Incident Date: 2026/02/12

Issue reported around 1:30 PM when nginx-ingress stopped working in the EKS cluster.
All services, deployments, and apps were functioning correctly when accessed via port-forwarding.
Nginx ingress controller logs showed traffic being received.
DNS nameservers and CNAME records for all domains/subdomains were correct.
Uptime Robot reported Connection Timeout Errors across all monitored domains/subdomains.
Manual domain access (e.g., www.cbioportal.org) showed significant delays - some domains eventually resolved after a minute or more, while most timed out.
No error logs were found at the load balancer, ingress, or application level.
The issue manifested as a significant delay between DNS resolution to the load balancer and the request being returned to the user.

# Remediation

Debugging nginx-ingress: No errors or anomalies found in logs.
Port-forwarding verification: All services/deployments/apps confirmed working.
DNS verification: All CNAME records confirmed correct.
Purging and recreating nginx-ingress deployment including load balancer: Did not resolve the issue.

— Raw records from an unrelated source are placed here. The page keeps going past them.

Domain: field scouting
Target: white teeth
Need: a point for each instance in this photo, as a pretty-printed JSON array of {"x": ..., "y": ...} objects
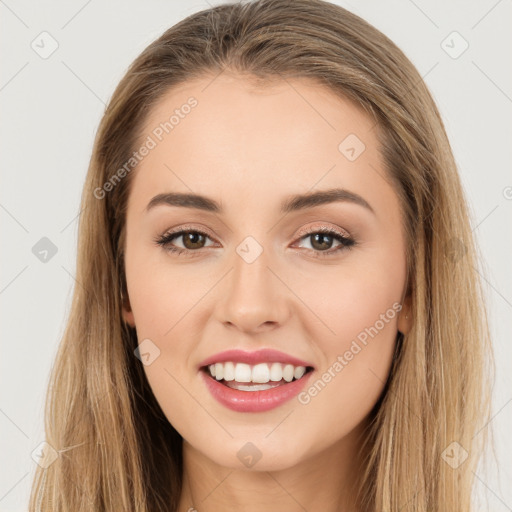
[
  {"x": 242, "y": 372},
  {"x": 229, "y": 371},
  {"x": 288, "y": 373},
  {"x": 261, "y": 373},
  {"x": 276, "y": 372}
]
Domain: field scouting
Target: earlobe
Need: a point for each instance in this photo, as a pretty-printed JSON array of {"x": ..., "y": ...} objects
[
  {"x": 127, "y": 311},
  {"x": 405, "y": 318}
]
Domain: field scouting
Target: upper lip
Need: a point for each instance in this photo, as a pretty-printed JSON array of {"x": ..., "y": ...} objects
[{"x": 266, "y": 355}]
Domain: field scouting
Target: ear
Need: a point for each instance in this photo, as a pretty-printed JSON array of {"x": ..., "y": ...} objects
[
  {"x": 405, "y": 316},
  {"x": 127, "y": 311}
]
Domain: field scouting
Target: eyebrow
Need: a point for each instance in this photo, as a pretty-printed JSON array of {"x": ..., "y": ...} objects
[{"x": 291, "y": 204}]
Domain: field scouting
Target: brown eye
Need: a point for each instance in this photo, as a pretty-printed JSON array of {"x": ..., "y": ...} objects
[
  {"x": 321, "y": 241},
  {"x": 193, "y": 240}
]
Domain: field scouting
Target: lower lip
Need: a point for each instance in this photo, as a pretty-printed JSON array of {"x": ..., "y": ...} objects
[{"x": 254, "y": 401}]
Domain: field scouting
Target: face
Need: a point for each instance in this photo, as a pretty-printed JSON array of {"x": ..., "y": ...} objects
[{"x": 262, "y": 261}]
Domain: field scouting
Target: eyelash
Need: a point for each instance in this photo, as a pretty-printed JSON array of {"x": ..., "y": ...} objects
[{"x": 345, "y": 241}]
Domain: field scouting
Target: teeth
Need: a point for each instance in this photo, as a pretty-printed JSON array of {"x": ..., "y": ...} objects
[{"x": 260, "y": 373}]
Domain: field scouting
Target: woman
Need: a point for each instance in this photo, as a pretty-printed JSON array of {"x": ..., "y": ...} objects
[{"x": 279, "y": 306}]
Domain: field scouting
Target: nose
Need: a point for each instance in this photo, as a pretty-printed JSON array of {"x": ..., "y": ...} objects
[{"x": 253, "y": 297}]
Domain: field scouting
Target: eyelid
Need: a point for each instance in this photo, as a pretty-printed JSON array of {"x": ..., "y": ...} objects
[
  {"x": 302, "y": 232},
  {"x": 323, "y": 227}
]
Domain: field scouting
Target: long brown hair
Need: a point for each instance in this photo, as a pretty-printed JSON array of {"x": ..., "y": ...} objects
[{"x": 116, "y": 450}]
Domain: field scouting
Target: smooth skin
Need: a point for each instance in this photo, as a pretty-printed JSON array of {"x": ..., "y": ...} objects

The exact cause of the nginx-ingress failure remains unknown. The issue was characterized by:

No visible errors in logs at any level (load balancer/ingress/application).
Significant latency between DNS resolution and request completion.
nginx-ingress helm chart appeared to be the source, but specific failure point was not identified.

Currently investigating disaster recovery options and backup strategies.
Considering implementing multiple ingress controller options for faster failover.